INTERVISTA TC Ds Troina: "Vogliamo il ripescaggio in Serie C"

16.05.2018 21:20 di Alessio Lamanna  articolo letto 16991 volte
INTERVISTA TC Ds Troina: "Vogliamo il ripescaggio in Serie C"

Un campionato di Serie D contro una squadra che, forse, avrebbe dovuto essere una categoria più su. Distanziarla, farsi rimontare, arrivare a pari punti, giocare lo spareggio e perderlo ai rigori con tante recriminazioni sull'arbitro. E' la pazza storia della stagione del Troina, piccolo club siciliano che ha visto sfumare sul più bello la promozione diretta in Serie C a vantaggio della Vibonese. Ora però si fa largo l'ipotesi ripescaggio: se vincessero i playoff (deve ancora giocare semifinale e finale), i rossoblu sarebbero almeno secondi nella graduatoria delle squadre di Serie D, dietro solo al Campodarsego che però difficilmente farà domanda. Subito dopo, Cavese e Como. 

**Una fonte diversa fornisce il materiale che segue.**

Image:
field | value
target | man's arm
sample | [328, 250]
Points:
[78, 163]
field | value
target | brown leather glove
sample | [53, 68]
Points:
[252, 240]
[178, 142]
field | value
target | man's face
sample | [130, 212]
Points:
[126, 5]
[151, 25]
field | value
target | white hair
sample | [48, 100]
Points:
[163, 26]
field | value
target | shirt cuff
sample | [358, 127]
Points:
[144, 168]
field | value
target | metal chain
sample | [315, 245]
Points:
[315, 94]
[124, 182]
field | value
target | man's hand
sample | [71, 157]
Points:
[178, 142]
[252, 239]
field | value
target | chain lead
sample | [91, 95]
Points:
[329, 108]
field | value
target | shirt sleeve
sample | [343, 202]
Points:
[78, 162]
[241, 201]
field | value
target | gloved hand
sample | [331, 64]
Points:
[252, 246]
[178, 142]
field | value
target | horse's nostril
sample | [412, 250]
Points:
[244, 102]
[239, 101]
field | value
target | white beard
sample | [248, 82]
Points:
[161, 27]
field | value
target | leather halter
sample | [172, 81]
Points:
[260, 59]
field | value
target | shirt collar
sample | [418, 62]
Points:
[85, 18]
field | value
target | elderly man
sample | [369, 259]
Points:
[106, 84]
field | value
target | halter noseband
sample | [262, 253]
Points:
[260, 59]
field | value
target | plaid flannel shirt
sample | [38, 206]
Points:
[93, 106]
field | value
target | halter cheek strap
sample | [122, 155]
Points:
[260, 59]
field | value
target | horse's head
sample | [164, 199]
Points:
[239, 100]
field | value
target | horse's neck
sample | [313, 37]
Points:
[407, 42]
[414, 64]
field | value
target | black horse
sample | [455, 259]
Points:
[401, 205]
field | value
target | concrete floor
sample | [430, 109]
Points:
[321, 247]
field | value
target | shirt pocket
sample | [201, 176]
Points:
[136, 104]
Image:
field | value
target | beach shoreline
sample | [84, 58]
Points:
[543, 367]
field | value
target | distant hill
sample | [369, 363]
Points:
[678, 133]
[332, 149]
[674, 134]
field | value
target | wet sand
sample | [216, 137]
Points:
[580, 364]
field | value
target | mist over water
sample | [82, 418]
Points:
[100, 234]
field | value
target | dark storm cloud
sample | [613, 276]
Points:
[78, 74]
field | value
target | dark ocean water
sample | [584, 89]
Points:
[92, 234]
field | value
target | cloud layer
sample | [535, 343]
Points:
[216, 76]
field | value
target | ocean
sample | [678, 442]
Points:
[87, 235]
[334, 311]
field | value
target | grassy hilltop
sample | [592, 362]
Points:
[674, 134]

E il Troina? Può permettersi il ripescaggio? Ne abbiamo parlato in esclusiva col ds Nicola Santangelo

Un finale di campionato beffardo per voi
Sì, avevamo dieci punti di vantaggio e siamo comunque arrivati primi, a pari punti con la Vibonese. Chi avrebbe scommesso un euro sulla nostra vittoria del campionato? Una società che rappresenta una cittadina di 9.000 abitanti, con una squadra con tanti giovani anche 2000 – infatti siamo arrivati primi nel nostro girone nella classifica ‘Giovani D valore’ - e con molti giocatori sconosciuti. Ma noi ci abbiamo creduto sin da inizio stagione. Grazie al mister, ai ragazzi e alla società siamo arrivati primi, abbiamo giocato lo spareggio al Granillo e l’abbiamo vinto, non fosse per un gol annullatoci clamorosamente ai supplementari (in effetti riguardando le immagini il fuorigioco è a dir poco dubbio, ndr). Ma nonostante l’amarezza, già da lunedì mattina ci siamo messi al lavoro per salire in C in un’altra maniera”.

Parla del ripescaggio?
"Non solo. L’1 giugno si discuterà il ricorso presentato dalla Vibonese, che quest’anno avrebbe dovuto giocare in C ma è stata mandata in D per un vizio di forma. Se venisse data ragione ai calabresi, la Vibonese andrebbe in C non sul campo ma tramite il ricorso e quindi a nostro parere la promozione ci spetterebbe di diritto. Faremmo certamente valere le nostre ragioni. Ma comunque vada la sentenza, voglio andare a Firenze e capire cosa significa per loro il nostro primo posto: meritiamo un riconoscimento".

E se invece foste costretti a chiedere il costoso ripescaggio?
"Ho già stampato tutta la documentazione relativa alla fideiussione, nel caso siamo assolutamente intenzionati a chiedere il ripescaggio. Glielo posso assicurare. Ovviamente vincere i playoff è importante. Se anche ci fossero da pagare 300mila euro a fondo perduto come l’anno scorso, la nostra proprietà non si tirerebbe indietro".

E per quanto riguarda lo stadio?
"Il nostro stadio va adeguato completamente agli standard della Serie C. Capienza, illuminazione, terreno di gioco, spogliatoi, tutto. Ma abbiamo già il progetto: abbiamo partecipato al bando del credito sportivo e i soldi sono già pronti. Quando avevamo molti punti di vantaggio dalla seconda pensavamo di far partire i lavori già prima della fine della stagione, poi abbiamo temporeggiato. Ma partiranno".

Che ne pensa delle squadre B e dei criteri di ripescaggio?
"Avere in Serie C le ‘seconde squadre’ delle big di A potrebbe complicare l’allestimento delle rose, che spesso sono formate da tanti prestiti dalla Serie A. Ma per quanto ci riguarda, noi abbiamo un presidente che non ha paura di spendere: il patron Giovanni Alì ha numerose attività, nel campo dell’edilizia, dei call center e non solo. Noi ogni anno a giugno organizziamo uno stage in cui visioniamo giovani promesse ed è su di loro che investiamo".